The plugin must remain open and connected while Claude Code is issuing design commands.
3.5. Verify with MCP Inspector
To confirm that the MCP endpoint is reachable and the tools are registered:
npx @modelcontextprotocol/inspectorIn the Inspector UI, use:
- Transport: Streamable HTTP
- URL:
https://mcp.penpot.local/mcp - Mode: Via Proxy
You should see five registered tools: execute_code, high_level_overview, penpot_api_info, export_shape, import_image.

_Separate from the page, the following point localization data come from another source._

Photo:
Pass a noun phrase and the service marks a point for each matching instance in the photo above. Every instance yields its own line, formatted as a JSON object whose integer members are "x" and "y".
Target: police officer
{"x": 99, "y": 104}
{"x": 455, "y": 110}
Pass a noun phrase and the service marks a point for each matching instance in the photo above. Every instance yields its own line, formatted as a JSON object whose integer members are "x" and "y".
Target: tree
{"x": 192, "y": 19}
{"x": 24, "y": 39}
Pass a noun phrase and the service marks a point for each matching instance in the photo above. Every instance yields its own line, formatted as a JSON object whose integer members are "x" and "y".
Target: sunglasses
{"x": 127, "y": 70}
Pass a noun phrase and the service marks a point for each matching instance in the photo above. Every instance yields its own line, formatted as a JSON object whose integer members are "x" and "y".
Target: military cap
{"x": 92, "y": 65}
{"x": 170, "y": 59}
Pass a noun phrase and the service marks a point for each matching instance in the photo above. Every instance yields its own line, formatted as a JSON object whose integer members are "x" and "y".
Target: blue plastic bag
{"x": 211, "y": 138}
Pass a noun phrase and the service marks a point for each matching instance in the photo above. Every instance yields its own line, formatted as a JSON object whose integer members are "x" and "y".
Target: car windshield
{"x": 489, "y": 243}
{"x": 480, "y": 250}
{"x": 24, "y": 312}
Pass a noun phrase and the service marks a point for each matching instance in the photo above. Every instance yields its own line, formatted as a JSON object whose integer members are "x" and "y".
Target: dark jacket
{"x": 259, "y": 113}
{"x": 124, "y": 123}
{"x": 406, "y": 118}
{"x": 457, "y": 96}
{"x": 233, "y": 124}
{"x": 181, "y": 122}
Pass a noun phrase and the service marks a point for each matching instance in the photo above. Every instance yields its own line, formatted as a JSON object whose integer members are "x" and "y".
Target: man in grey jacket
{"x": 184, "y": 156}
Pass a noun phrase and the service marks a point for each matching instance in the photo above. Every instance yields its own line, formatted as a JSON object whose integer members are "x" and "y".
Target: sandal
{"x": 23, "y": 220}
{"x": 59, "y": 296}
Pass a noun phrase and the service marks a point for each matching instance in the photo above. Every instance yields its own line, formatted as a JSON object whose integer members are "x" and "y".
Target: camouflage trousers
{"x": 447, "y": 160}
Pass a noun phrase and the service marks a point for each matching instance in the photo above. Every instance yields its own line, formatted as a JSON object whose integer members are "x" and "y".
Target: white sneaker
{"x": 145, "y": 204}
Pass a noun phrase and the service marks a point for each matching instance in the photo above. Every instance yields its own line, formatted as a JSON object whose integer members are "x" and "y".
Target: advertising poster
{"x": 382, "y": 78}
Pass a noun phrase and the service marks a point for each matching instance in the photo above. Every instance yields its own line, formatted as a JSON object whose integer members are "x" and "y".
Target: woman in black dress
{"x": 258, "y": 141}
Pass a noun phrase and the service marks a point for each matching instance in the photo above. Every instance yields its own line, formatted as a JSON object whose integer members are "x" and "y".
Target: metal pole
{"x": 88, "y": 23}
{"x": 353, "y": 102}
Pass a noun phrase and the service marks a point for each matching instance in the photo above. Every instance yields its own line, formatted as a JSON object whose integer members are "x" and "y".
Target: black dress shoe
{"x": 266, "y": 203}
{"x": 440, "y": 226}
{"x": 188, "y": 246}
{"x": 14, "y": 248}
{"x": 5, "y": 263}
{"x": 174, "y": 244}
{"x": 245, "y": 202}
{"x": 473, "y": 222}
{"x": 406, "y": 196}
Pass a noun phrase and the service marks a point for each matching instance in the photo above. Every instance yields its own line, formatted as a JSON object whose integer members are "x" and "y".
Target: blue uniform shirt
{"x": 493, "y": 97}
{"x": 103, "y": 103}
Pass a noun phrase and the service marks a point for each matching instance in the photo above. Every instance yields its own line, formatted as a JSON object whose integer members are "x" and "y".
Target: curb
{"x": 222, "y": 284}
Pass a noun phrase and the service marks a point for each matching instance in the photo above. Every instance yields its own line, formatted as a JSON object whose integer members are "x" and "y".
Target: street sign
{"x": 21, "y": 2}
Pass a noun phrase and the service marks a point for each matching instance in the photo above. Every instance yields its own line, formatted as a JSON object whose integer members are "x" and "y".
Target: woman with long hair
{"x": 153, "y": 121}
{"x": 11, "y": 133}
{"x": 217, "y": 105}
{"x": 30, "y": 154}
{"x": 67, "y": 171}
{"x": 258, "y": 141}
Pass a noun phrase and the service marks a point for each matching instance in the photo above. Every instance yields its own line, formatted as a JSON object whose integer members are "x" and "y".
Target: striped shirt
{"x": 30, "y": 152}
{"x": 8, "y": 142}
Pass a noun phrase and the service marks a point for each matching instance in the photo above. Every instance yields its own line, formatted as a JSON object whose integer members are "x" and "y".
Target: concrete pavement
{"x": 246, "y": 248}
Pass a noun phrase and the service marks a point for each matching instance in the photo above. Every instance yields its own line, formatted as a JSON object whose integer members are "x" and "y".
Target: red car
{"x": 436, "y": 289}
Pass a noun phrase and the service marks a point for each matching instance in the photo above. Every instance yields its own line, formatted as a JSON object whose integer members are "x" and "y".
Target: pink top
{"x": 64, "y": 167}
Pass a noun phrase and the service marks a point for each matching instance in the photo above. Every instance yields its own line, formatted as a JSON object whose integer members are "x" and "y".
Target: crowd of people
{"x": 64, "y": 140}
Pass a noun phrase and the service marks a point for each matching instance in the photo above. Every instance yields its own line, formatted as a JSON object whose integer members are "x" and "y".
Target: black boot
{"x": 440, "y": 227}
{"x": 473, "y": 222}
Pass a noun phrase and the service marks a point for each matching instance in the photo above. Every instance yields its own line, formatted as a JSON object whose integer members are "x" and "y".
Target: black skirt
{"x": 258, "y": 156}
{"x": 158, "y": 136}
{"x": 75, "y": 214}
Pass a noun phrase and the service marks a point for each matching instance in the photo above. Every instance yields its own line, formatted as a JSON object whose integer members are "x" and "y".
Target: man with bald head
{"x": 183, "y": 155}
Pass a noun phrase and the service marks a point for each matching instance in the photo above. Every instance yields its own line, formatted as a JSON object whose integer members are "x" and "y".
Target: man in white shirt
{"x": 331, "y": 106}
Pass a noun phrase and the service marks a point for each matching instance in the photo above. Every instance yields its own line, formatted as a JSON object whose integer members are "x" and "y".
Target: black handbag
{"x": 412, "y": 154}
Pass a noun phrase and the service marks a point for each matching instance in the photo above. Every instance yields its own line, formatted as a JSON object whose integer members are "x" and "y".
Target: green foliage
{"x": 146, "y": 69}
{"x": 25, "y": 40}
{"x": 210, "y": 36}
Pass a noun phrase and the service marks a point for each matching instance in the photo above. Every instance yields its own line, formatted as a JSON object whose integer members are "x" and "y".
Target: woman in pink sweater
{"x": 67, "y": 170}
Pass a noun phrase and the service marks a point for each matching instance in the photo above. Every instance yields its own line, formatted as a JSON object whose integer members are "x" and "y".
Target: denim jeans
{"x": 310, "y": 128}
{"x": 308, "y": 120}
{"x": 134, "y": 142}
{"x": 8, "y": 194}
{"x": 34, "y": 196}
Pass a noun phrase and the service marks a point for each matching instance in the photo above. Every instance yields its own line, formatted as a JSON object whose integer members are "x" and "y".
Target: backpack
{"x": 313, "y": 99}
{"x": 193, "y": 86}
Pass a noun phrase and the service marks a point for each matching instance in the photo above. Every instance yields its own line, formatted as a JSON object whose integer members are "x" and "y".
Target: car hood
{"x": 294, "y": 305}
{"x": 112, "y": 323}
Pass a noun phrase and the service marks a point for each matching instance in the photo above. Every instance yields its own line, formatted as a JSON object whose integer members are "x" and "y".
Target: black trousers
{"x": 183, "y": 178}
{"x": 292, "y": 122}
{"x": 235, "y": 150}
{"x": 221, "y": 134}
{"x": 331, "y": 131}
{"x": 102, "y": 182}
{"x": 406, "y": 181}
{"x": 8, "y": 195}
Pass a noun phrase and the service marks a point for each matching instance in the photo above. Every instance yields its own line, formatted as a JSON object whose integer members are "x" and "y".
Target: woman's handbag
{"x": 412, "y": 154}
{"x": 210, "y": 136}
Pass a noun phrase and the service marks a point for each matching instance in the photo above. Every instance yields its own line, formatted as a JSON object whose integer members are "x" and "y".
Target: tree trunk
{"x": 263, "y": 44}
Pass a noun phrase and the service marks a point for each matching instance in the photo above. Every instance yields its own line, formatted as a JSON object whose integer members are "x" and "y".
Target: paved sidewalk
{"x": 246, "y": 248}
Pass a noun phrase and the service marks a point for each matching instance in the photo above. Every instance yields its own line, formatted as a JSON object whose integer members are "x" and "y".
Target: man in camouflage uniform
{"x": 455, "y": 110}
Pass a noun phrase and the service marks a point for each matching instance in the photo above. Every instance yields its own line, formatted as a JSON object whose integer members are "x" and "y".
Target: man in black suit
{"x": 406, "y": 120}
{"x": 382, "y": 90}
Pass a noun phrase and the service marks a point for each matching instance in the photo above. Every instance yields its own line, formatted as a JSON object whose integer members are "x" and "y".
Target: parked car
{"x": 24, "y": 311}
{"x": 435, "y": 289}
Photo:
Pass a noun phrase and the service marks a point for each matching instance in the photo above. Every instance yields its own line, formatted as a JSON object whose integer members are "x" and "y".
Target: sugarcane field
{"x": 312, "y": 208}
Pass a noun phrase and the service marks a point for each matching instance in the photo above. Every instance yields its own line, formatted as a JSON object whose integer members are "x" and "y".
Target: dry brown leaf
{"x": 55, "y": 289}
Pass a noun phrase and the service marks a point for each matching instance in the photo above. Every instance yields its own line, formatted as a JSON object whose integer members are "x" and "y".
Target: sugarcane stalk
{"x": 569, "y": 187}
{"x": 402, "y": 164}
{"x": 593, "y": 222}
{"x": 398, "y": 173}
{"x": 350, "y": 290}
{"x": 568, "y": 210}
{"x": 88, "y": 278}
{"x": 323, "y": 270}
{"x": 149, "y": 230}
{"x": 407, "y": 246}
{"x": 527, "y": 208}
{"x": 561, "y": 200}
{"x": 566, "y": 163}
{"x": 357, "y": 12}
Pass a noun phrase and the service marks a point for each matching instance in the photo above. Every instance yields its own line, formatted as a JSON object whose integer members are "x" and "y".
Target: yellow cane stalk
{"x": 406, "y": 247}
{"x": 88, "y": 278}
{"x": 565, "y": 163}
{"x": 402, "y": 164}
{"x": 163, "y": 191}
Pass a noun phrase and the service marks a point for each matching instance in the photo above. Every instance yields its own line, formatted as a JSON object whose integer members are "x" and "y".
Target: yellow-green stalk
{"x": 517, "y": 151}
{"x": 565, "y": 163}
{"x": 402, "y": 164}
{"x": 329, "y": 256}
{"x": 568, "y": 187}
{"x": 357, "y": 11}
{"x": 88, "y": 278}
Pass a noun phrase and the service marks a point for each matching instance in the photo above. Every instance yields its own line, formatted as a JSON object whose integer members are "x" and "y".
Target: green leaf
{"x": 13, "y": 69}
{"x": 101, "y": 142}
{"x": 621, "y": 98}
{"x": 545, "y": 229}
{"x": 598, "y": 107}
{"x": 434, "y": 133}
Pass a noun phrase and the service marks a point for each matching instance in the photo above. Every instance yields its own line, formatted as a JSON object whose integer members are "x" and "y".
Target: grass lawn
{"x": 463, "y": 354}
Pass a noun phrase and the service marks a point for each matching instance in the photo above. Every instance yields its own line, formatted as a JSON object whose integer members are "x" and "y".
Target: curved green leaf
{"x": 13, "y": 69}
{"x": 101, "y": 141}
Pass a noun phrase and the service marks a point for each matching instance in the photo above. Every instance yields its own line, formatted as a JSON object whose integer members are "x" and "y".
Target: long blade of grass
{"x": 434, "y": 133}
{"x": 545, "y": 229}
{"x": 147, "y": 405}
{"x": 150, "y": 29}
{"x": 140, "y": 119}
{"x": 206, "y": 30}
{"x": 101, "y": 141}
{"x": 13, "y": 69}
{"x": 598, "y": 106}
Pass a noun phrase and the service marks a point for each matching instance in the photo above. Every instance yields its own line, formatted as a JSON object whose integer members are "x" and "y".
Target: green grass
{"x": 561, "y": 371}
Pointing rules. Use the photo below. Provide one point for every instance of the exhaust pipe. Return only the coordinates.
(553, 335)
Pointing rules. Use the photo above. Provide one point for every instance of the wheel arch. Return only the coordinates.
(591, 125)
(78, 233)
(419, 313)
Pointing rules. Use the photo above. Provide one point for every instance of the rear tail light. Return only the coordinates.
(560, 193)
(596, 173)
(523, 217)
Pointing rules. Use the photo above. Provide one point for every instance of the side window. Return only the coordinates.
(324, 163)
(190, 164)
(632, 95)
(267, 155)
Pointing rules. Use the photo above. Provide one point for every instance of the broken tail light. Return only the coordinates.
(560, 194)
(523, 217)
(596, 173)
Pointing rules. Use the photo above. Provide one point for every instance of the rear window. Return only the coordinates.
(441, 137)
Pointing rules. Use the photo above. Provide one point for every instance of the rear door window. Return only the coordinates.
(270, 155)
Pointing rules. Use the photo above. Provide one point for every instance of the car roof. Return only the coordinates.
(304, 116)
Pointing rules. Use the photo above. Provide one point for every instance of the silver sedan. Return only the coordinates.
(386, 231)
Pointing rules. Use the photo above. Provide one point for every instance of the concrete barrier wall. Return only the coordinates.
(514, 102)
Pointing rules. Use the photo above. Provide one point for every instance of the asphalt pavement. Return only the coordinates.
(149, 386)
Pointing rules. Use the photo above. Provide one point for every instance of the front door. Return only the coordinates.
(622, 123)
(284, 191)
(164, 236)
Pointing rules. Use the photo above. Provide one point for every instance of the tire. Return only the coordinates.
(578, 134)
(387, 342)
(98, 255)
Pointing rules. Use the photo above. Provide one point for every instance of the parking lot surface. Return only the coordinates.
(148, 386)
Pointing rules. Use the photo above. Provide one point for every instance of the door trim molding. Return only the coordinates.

If the browser plugin is not connected first, tool calls will typically return a timeout error.
First Design test
This post is written during Hari Raya Aidilfitri, so instead of a plain Hello World, I used the setup to create a festive greeting card first. Selamat Hari Raya to all Muslims celebrating!
With the plugin connected, I gave Claude the following prompt:
“Create a Selamat Hari Raya greeting card in Penpot — warm festive colours, a crescent and star motif, the greeting in large text, and a short blessing beneath it.”
Claude called execute_code through penpot-mcp, and the greeting card appeared directly on the canvas — confirming that the full pipeline was working end to end.
MergeDocs Redesign
MergeDocs is a fully client-side PDF merging utility: no server, no uploads, and all processing happens in the browser.
Current design
The existing UI is functional, but visually minimal. Using penpot-mcp, I asked Claude Code to produce an updated wireframe with a more modern, card-based layout and clearer action hierarchy.
Updated design via Claude Code
Claude generated the wireframe by calling execute_code through the Penpot Plugin API — creating boards, text layers, rectangles, and styles entirely from the terminal, without using the Penpot UI directly.
Conclusion
Self-hosting Penpot in Kubernetes turns your homelab into a private, persistent design environment. Adding Claude Code through penpot-mcp makes it even more useful: AI can move from suggesting design ideas to applying them directly on the canvas.
That makes the workflow especially compelling for internal tools, sensitive projects, and fast UI prototyping. Once the bridge is in place, the pattern is simple: export the current design, describe the changes, and let Claude generate the Penpot Plugin API code to update the canvas for you.